The Bank of England kept interest rates at a record low of 0.5 percent on Thursday, as widely expected, ahead of the new government's June 22 budget which will detail the extent of fiscal tightening Britain faces.

Most analysts expect no change in monetary policy until the end of this year at the earliest as the central bank seeks to offset sharp government spending cuts and fall-out from the euro zone debt crisis.

The Monetary Policy Committee -- comprising only eight of the usual nine members until a replacement is found for Kate Barker, whose term ended last month -- also kept its asset-buying target at 200 billion pounds ($291.3 billion), having put it on hold four months ago.
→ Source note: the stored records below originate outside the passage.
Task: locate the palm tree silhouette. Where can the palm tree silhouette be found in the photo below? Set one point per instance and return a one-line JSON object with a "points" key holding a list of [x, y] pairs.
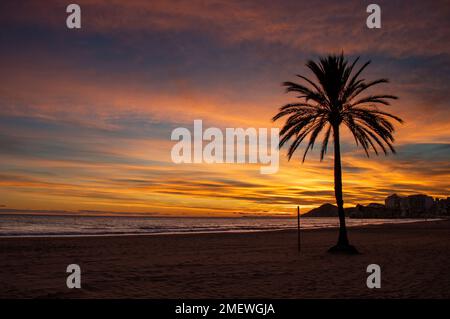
{"points": [[335, 99]]}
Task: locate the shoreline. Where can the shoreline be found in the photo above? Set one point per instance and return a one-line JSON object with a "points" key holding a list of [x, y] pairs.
{"points": [[413, 257], [397, 221]]}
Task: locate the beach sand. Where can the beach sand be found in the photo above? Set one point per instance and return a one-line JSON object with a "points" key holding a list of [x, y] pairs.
{"points": [[414, 260]]}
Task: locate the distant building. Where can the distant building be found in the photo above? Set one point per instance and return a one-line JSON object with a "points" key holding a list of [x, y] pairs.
{"points": [[417, 205]]}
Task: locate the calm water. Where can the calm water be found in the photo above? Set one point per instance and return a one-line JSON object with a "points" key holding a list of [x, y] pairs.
{"points": [[21, 225]]}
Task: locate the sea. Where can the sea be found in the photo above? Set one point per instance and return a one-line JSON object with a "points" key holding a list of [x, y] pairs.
{"points": [[72, 226]]}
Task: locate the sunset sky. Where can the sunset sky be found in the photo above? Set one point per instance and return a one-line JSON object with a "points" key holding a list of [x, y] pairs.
{"points": [[86, 115]]}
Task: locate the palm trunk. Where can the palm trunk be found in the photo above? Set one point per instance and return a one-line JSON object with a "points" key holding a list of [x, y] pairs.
{"points": [[342, 240]]}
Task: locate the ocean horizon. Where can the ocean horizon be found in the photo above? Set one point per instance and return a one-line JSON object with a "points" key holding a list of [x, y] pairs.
{"points": [[75, 226]]}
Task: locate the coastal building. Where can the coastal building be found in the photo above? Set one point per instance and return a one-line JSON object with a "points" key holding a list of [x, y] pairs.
{"points": [[417, 205]]}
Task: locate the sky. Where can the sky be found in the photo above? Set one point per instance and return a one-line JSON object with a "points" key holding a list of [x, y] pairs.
{"points": [[86, 114]]}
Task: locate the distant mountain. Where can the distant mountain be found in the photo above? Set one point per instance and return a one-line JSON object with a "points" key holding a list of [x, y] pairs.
{"points": [[326, 210]]}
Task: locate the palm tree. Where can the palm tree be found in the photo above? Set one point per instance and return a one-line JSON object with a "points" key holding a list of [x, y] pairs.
{"points": [[334, 98]]}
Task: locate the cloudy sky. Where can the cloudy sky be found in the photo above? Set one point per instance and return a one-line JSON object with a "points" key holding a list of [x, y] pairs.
{"points": [[86, 115]]}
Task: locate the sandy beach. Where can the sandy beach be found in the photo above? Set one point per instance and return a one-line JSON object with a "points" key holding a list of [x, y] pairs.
{"points": [[414, 260]]}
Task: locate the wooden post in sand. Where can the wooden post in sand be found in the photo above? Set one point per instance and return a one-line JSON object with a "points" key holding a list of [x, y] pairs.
{"points": [[298, 228]]}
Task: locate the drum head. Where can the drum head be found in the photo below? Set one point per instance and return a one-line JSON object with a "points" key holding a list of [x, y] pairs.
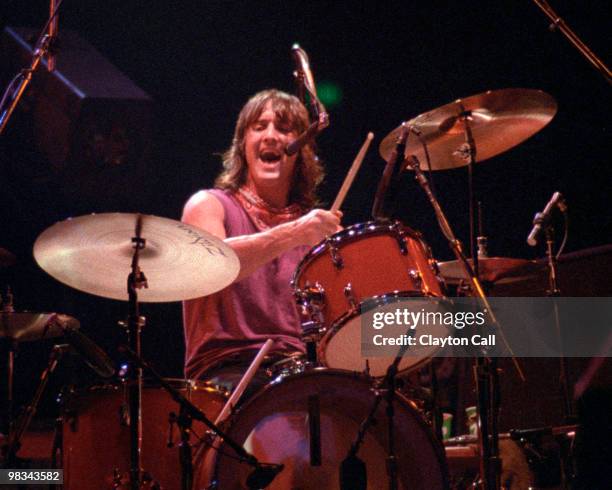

A spike in consumer price inflation to almost double the central bank's 2 percent target has triggered some concerns among policymakers, raising the risk it may start tightening policy sooner than most people think.

However, the central bank believes price pressures will be short-lived and that the large degree of slack in Britain's economy resulting from its deepest downturn since World War Two, will help inflation return to target before the year is out.

Economic recovery has been relatively muted, with GDP growing by just 0.3 percent in the first three months of this year, slower than the 0.4 percent achieved at the end of last year and weaker than the BoE had initially forecast.

And there are fears that mass lay-offs in the public sector, which employs a fifth of Britain's workforce, could prompt a renewed weakening in the second half of the year.

Conservative finance minister George Osborne has pledged to cut the country's budget deficit, currently almost 11 percent of GDP, at a significantly accelerated pace, starting with 6 billion pounds of cuts this year.

His first budget later this month is expected to contain a mix of spending cuts and tax rises that could have a profound impact on both growth and inflation.